Throughout the Maghreb and Sahel regions of Africa, many communities are struggling under the strain of new patterns of violence that emerged after the Arab Spring as well as episodic cycles of violence that have resurfaced every few years for several decades. The following piece offers key takeaways from a series of recent events—a forum on Insecurity and Militancy in the Sahel and West Africa and a conference on Militancy and Conflict in the Sahel and Maghreb—hosted by the Social Science Research Council’s African Peacebuilding Network in collaboration with the Carnegie Endowment for International Peace and CNA, a nonprofit research and analysis organization.

Though the region’s conflicts vary from country to country, community to community—and how they might be resolved depends greatly on this local context—this piece will be limited to a few, relatively pervasive, common threads. The new patterns of conflict, such as the violence perpetrated by radical Islamist militants, and the pre-existing cycles of violence in the Sahel and Maghreb region appear distinct, but may stem from largely similar causes and historical trends. Long-standing but previously low-level grievances among groups within communities have been brought to their breaking points and expressed through increasingly violent methods as this tension increases. Moreover, the ease with which conflict has moved throughout these regions has connected previously isolated regions to one another through these emerging and shifting patterns of violence.

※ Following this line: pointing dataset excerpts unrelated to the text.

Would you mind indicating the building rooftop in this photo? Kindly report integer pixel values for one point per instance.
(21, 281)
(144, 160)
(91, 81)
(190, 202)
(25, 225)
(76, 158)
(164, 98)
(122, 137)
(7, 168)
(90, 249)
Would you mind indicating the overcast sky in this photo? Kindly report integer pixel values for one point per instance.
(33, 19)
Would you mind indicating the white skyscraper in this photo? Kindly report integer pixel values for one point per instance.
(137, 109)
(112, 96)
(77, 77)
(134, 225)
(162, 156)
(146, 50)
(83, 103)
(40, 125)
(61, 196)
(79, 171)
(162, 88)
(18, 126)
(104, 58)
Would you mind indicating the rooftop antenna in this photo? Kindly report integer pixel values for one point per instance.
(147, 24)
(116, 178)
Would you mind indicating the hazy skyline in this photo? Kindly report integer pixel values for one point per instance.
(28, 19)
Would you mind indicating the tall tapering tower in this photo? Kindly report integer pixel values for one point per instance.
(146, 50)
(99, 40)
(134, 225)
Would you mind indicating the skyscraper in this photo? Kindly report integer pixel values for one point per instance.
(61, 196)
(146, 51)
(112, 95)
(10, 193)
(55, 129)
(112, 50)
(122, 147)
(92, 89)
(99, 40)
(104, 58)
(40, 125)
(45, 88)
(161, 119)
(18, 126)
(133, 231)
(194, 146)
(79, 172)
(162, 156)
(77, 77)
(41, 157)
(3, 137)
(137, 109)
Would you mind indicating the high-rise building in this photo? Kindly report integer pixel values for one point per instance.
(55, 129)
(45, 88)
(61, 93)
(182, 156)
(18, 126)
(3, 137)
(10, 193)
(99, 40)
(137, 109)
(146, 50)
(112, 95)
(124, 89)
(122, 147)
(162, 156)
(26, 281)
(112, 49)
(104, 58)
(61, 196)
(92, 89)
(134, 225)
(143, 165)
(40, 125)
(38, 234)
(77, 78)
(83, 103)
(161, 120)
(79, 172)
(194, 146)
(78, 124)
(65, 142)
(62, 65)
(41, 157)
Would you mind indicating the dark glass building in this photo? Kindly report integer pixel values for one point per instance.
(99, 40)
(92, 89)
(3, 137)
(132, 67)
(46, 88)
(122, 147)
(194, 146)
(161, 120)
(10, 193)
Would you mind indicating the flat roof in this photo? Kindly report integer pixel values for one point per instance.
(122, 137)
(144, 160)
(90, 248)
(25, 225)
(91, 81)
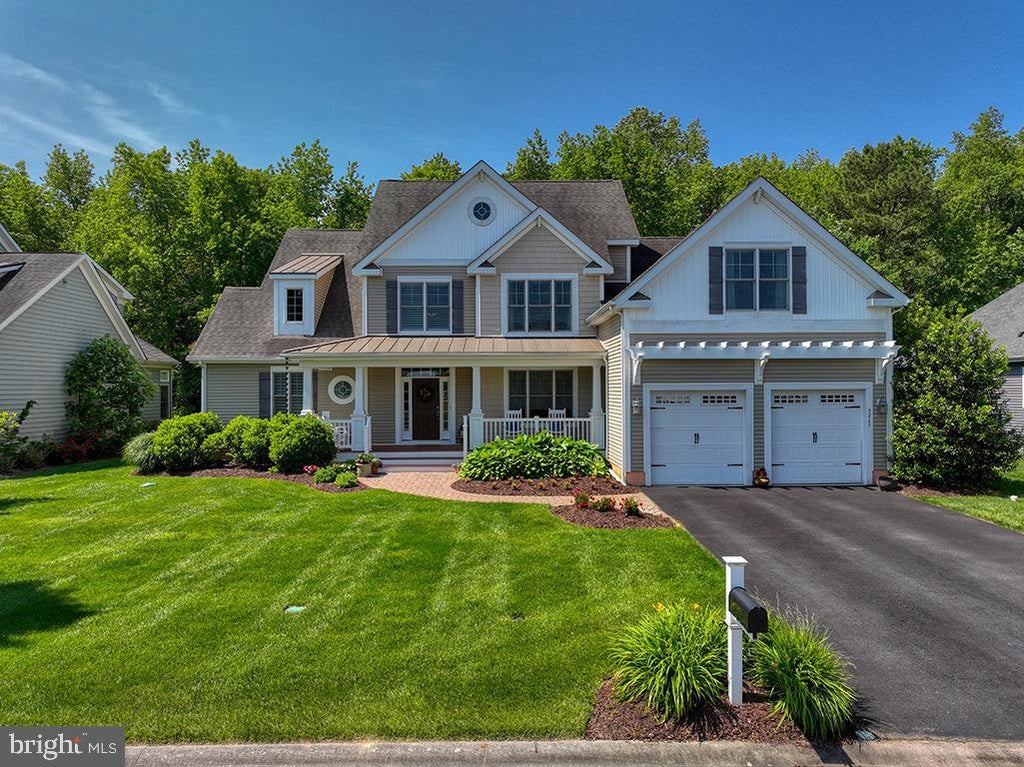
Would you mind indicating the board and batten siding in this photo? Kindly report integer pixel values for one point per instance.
(377, 298)
(609, 334)
(538, 252)
(36, 348)
(233, 389)
(741, 372)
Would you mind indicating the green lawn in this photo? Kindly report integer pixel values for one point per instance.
(996, 507)
(160, 608)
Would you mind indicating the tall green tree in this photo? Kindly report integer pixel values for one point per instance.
(436, 168)
(887, 205)
(532, 161)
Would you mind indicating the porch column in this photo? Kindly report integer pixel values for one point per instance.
(476, 414)
(596, 412)
(307, 390)
(359, 413)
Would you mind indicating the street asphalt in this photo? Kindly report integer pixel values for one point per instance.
(928, 604)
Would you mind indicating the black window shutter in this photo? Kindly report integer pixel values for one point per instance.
(458, 310)
(799, 280)
(264, 394)
(715, 293)
(391, 297)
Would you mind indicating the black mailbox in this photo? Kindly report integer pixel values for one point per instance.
(744, 608)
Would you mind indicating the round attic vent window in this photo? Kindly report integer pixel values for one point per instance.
(481, 211)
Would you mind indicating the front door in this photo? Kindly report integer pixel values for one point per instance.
(426, 409)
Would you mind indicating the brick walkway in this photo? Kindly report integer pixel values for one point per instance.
(438, 484)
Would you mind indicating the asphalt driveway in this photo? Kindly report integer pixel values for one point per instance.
(927, 603)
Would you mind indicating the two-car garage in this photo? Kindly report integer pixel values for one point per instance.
(809, 434)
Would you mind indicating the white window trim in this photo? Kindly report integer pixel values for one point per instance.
(330, 389)
(867, 435)
(551, 370)
(425, 280)
(747, 389)
(757, 278)
(574, 279)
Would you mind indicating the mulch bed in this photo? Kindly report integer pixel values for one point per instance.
(609, 519)
(253, 474)
(612, 720)
(564, 486)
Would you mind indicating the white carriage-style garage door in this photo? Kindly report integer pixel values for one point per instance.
(697, 437)
(817, 436)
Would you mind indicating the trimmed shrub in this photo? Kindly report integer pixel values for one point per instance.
(795, 664)
(537, 457)
(673, 661)
(246, 441)
(346, 479)
(301, 441)
(107, 390)
(139, 452)
(180, 441)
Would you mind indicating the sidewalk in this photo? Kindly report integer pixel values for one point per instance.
(581, 754)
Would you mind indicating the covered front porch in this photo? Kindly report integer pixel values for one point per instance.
(454, 401)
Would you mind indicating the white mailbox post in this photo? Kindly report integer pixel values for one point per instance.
(734, 580)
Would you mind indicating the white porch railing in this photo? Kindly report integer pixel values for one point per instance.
(509, 428)
(346, 435)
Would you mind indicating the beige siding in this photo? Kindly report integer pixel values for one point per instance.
(610, 336)
(377, 298)
(35, 350)
(380, 403)
(233, 389)
(616, 255)
(538, 252)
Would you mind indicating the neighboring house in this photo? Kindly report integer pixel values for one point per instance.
(1003, 320)
(51, 306)
(480, 308)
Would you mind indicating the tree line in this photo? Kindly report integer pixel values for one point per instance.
(943, 223)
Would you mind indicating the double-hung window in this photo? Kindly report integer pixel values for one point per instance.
(536, 392)
(286, 392)
(757, 279)
(539, 305)
(424, 306)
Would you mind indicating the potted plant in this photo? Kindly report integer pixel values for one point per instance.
(365, 464)
(761, 478)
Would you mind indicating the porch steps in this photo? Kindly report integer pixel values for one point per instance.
(418, 461)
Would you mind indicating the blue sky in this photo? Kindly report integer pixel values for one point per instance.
(388, 84)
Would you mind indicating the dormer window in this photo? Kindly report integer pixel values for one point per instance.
(757, 279)
(294, 311)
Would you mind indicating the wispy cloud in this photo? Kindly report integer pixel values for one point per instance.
(18, 69)
(55, 132)
(117, 120)
(169, 101)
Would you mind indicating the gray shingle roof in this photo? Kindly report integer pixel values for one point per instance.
(242, 324)
(39, 270)
(1003, 320)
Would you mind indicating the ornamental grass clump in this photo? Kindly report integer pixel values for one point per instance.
(809, 680)
(673, 661)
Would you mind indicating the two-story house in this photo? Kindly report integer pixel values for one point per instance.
(484, 308)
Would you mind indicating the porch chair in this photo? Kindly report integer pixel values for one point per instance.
(513, 424)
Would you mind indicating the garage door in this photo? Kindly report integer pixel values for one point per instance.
(697, 437)
(817, 436)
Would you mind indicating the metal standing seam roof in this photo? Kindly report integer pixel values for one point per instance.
(309, 264)
(451, 345)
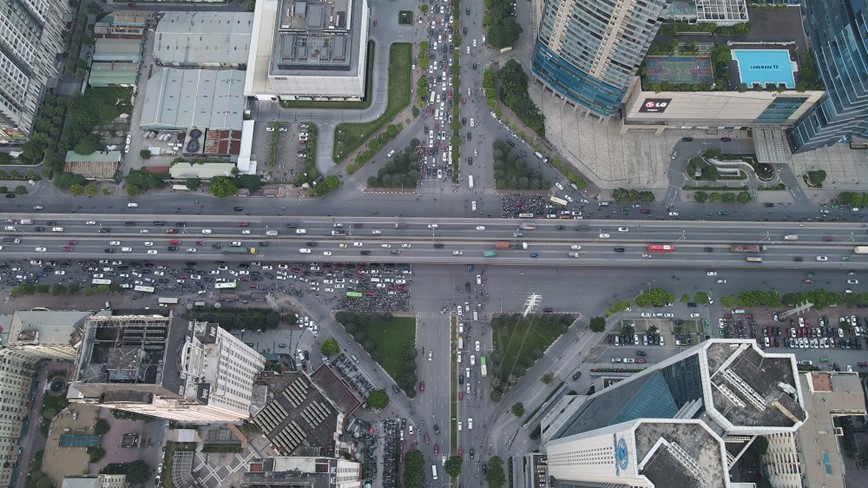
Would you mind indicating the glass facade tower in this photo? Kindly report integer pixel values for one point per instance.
(589, 50)
(838, 34)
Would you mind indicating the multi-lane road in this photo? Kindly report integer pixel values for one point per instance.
(434, 240)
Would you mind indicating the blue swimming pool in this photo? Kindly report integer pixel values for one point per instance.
(765, 66)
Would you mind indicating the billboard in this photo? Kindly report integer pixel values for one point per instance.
(655, 105)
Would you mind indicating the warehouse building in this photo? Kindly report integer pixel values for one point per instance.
(197, 39)
(308, 50)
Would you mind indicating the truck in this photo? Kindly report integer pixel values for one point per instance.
(239, 250)
(747, 248)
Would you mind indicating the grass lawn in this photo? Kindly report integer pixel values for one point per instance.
(349, 137)
(392, 340)
(369, 87)
(521, 341)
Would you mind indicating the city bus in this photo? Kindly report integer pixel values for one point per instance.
(661, 248)
(558, 201)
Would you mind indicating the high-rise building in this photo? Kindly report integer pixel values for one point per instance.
(192, 372)
(589, 50)
(31, 38)
(838, 33)
(682, 422)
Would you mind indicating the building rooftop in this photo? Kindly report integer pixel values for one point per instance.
(191, 38)
(729, 382)
(194, 98)
(679, 453)
(313, 36)
(299, 419)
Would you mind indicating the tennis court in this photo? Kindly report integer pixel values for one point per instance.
(691, 70)
(763, 66)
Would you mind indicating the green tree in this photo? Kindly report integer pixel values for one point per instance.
(378, 399)
(223, 187)
(453, 466)
(598, 324)
(495, 475)
(330, 347)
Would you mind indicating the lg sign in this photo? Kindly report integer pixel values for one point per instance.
(655, 105)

Conflict over land use and natural resources—including water and grazing areas—has been exacerbated of late due to climate change, population growth, and increased displacement and migration. Amplifying these issues, many of these conflicts occur in regions that have been historically neglected by state governments, either predominantly rural areas or towns far from the locus of power embodied in each capital city. Simply responding to this type of conflict with increased military force and securitization of the state will do little to address any of these underlying causes.

As such, extremist groups have been able to co-opt many grievances against the state or among various groups within a community for their own purposes. Rather than discussing issues of political representation or land and resource usage, they represent these grievances through religious or ethnic rhetoric. Alongside other tactics, this discursive manipulation heightens the stakes of a conflict by expressing it through religious, ethnic, or cultural identities—rather than the underlying issues—leaving significantly less space for reconciliation and mutual understanding.

National governments, too, may benefit from linking local grievances and rebellion to regional or international terrorism. They are more likely to receive foreign funds to boost their military capacity as part of the global “War on Terror” and less likely to be punished within the international community for harsher security measures and near-constant “states of emergency” within their countries, which may entail human rights violations and restrictions on civil liberties.

The role of national governments and their military and police forces in preventing and resolving conflicts has been complicated by their legacy of neglect and/or predatory behavior towards many of the communities that have been most affected by the outbreaks of violence. As Anouar Boukhars (2011, 36) has argued, “In Morocco, extreme poverty, made worse by decades of state neglect, increased dissatisfaction with the government and provided an opening for extremists.”

This concept of state neglect, or the appearance of “ungoverned spaces” throughout the region, has led extremist, non-state armed groups to capitalize on pre-existing distrust of national governments by communities within many of these spaces. Scholars have noted similar patterns of this throughout Libya, Mali, and Nigeria. Given the lack of a strong government presence throughout many of these areas, these groups are able to control vast swaths of rural regions while leaving governments in control of various urban centers. This has led to the “nimble” nature of extremist groups, which are able to retreat and re-arm beyond the government’s reach, lending them longevity in the fight against government forces, even with the government’s often far-superior military capacity.

Consequently, an exclusively military fight against these groups—such as Boko Haram, al-Qaeda in the Islamic Maghreb (AQIM), Islamic State in Iraq and the Levant (ISIL) as it has moved into Libya, and others—is ultimately an unsustainable project if not accompanied by other reforms. For example, Boko Haram has been pushed out of many areas of Nigeria by the efforts of its national military and its civilian Joint Task Force (JTF), effectively local vigilante self-defense groups. However, civil servants and state services have not returned (if they were ever there) to many of these areas over which the government has regained control, providing little incentive for displaced persons to return to their homes and establishing an environment of minimal economic and social security for residents.

As Eric Schmitt of the New York Times has emphasized, military force might kill terrorists, but terrorism itself will not be extinguished without a holistic, non-military response. With regard to international intervention and policy towards the region, this might look like greater diplomatic engagement or funding for programs beyond the customary security sector, such as education, healthcare, and infrastructure provision. Solutions presented by national governments might equally focus on delegating more funds to state and local governments or increasing and equalizing their provision of these services throughout all regions of a country.

Foreign and national governments alike often cite local corruption as a cause for avoiding the devolution and delegation of resources and decisions about their use. While these may not be entirely baseless claims, they are tied to more complex local factors and not necessarily sufficient rationale for abstaining altogether from non-military engagement.

Even with some attrition due to corruption, given the vast sums spent on current military operations, a turn towards this approach may present an overall savings in the long-term. Regardless, without investment in more effective and inclusive governance, civil institutions, and infrastructure, prolonged conflict seems inevitable. This will not only lead to continued military expenses and economic damage to the region, but also the protraction of the irreparable trauma and loss of life faced by its people due to the conflicts.

Foreign aid, in support of both military and non-military ends, should thus be tied to accountability for its use, as well as various measures of local development, particularly in rural areas, and justice. National governments must do more to understand local concepts of security for communities within their countries—what does security look like, who is providing it, and whom is being served by it? Only by first identifying these factors can governments move towards a more inclusive and holistic understanding of security, and in turn, ensure the security and well-being of their people.